Exocytosis of insulin is dependent on the soluble N-ethylmaleimide attachment protein receptor (SNARE) complex proteins in the B-cells. We assessed insulin release as well as gene and protein expression of SNARE complex protein in isolated pancreatic islets of type 2 diabetic patients (n = 4) and nondiabetic control subjects (n = 4).
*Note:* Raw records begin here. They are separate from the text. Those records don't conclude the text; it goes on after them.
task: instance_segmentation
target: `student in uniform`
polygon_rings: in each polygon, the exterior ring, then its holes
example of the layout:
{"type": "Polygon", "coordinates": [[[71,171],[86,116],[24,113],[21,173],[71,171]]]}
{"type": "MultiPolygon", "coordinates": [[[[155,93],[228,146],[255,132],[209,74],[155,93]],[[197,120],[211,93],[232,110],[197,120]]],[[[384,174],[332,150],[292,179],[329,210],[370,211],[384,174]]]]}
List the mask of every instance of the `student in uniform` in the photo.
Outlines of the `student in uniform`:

In islets from the diabetic patients, insulin responses to 8.3 and 16.7 mmol/l glucose were markedly reduced compared with control islets (4.7 +/- 0.3 and 8.4 +/- 1.8 vs. 17.5 +/- 0.1 and 24.3 +/- 1.2 microU . islet(-1) . h(-1), respectively; P < 0.001). Western blot analysis revealed decreased amounts of islet SNARE complex and SNARE-modulating proteins in diabetes: syntaxin-1A (21 +/- 5% of control levels), SNAP-25 (12 +/- 4%), VAMP-2 (7 +/- 4%), nSec1 (Munc 18; 34 +/- 13%), Munc 13-1 (27 +/- 4%), and synaptophysin (64 +/- 7%). Microarray gene chip analysis, confirmed by quantitative PCR, showed that gene expression was decreased in diabetes islets: syntaxin-1A (27 +/- 2% of control levels), SNAP-25 (31 +/- 7%), VAMP-2 (18 +/- 3%), nSec1 (27 +/- 5%), synaptotagmin V (24 +/- 2%), and synaptophysin (12 +/- 2%). In conclusion, these data support the view that decreased islet RNA and protein expression of SNARE and SNARE-modulating proteins plays a role in impaired insulin secretion in type 2 diabetic patients. It remains unclear, however, to which extent this defect is primary or secondary to, e.g., glucotoxicity.